他方、刑事事件として立件すべき事案が次から次へと噴出してきた。歴代最長かつ歴代最悪の政権と評価することができる。これほど劣悪な政権が長期間存続してきたことは、日本政治の劣化を如実に示す証左である。

2009年9月には鳩山由紀夫内閣という金字塔が打ち立てられたが、この偉業を支える力が乏しかった。安倍内閣の特徴は敗戦後日本の傀儡政権代表と言える吉田茂内閣、岸信介内閣の首相の孫二人がトップに居座り続けていることにある。日本の実効支配者である米国は、米国に隷従する政権を日本に創設し続けてきた。この基本路線が維持されるなかで、米国傀儡の安倍内閣の長期存続が米国によって主導されてきたと言える。

米国による日本支配の構造を刷新しようとしたがゆえに、鳩山内閣は激しい攻撃を受けた。卑劣で不正な人物破壊工作が展開された。鳩山内閣を破壊した主役は民主党内に潜んでいた隠れ自公勢力である。菅直人氏と野田佳彦氏は辺野古米軍基地建設を推進するとともに、「シロアリ退治なき消費税増税」路線を強行に打ち立てた。

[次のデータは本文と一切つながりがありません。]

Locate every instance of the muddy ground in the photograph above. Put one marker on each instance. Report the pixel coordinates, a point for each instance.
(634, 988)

この路線を敷いたうえで、安倍自民党に大政を奉還した。2013年7月参院選でメディアは衆参ねじれ解消に総力を注いだ。この選挙でねじれが消滅し、安倍内閣の暴走が加速した。しかし、安倍内閣の長期存続により、日本は最悪の事態に陥った。1秒でも早い事態の是正が必要である。日本は一刻も早く現在の悪夢から脱却しなければならない。